A thermodynamic approach using group contribution methods to model the partitioning of semivolatile organic compounds on atmospheric particulate matter

Atmospheric particulate matter is a complex mixture consisting of organic and inorganic chemicals. Their sources include various combustion processes, aerosolized dusts and soils, and chemical reactions which produce secondary aerosols. The partitioning of semivolatile toxic organic compounds (SOCs) between particulate matter and the gas phase is strongly influenced by temperature. water concentration, chemical composition of the particulate matter, and the organic fraction of the particulate matter. Many investigations have recently suggested that a considerable portion of the gas-particle (G/P) partitioning in the ambient atmosphere takes place between the liquid phase of organic aerosols and the surrounding gas phase.

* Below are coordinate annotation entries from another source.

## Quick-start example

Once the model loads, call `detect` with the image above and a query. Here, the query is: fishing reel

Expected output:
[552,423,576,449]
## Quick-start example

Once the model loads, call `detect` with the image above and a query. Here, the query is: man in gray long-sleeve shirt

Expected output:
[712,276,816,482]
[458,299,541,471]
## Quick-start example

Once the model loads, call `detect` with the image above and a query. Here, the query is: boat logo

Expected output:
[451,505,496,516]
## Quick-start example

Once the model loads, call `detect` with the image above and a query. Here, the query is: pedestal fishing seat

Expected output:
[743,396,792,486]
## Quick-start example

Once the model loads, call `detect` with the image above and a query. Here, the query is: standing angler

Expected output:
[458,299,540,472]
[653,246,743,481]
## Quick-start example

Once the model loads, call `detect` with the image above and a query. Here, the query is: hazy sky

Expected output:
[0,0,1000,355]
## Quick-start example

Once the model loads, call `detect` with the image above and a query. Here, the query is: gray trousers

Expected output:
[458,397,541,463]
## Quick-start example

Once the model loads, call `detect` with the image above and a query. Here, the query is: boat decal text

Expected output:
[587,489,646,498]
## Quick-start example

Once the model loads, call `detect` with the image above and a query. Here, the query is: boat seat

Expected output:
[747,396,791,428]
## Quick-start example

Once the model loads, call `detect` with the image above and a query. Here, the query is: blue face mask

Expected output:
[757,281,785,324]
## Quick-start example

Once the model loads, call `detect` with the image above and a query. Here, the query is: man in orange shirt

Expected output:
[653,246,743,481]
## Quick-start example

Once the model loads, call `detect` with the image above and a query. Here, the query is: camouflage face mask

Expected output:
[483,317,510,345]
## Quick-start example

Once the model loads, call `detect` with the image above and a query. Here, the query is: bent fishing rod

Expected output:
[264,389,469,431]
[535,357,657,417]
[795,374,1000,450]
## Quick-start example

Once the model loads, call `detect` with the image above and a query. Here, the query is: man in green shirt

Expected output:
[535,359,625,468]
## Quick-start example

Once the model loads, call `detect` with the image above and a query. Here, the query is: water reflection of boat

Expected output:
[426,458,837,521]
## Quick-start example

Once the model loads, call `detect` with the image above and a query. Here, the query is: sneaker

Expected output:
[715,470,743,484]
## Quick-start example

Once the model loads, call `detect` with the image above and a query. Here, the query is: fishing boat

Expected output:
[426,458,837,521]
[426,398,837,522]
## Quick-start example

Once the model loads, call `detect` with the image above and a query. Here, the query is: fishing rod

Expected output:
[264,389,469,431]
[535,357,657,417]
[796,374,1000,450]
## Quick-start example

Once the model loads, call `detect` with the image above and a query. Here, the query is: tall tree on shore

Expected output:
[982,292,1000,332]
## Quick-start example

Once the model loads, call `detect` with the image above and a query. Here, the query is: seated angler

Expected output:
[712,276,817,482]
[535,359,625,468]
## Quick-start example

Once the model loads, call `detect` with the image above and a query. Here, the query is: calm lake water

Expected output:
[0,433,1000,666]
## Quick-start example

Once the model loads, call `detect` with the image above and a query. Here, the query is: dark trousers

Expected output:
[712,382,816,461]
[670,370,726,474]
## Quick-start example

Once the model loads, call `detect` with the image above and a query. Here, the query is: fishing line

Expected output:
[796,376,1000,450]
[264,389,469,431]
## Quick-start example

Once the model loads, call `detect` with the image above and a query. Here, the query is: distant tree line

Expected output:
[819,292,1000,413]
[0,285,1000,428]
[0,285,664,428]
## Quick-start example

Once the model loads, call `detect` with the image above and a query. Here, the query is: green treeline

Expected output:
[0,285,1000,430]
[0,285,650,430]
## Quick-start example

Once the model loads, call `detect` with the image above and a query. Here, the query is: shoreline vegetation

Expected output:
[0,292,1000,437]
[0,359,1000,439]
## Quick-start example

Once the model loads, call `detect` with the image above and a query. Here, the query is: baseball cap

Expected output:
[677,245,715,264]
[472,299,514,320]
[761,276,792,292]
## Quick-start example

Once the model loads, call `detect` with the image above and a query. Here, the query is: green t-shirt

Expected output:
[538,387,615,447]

It has been shown that the equilibrium G/P partitioning constant, K-p, of an SOC partitioning to a given particle's liquid medium is inversely related to both the activity coefficient (i) gamma(om) and its saturated subcooled liquid vapor pressure, p(L)(o). Hence, in principal, the K-p of any SOC can be estimated from its vapor pressure and activity coefficient in a given liquid mixture. To calculate activity coefficients of SOCs in the liquid phase of different types of particles, semiempirical thermodynamic models based on additive chemical functional group methods were used, Outdoor chambers were used to generate G/P partitioning data sets for a range of SOCs in the presence of particles from wood and diesel combustion and secondary aerosols from the reaction of alpha-pinene with ozone. The partitioning SOCs ranged from nonpolar alkanes to polar organic acids. Plots of log ((i) gamma(om)K(p)) vs log p(L)(o) showed a vast improvement over typical log K-p vs log p(L)(o) plots. These results suggest that equilibrium partitioning of many different types of SOCs can be estimated in almost any organic layer of an atmospheric aerosol.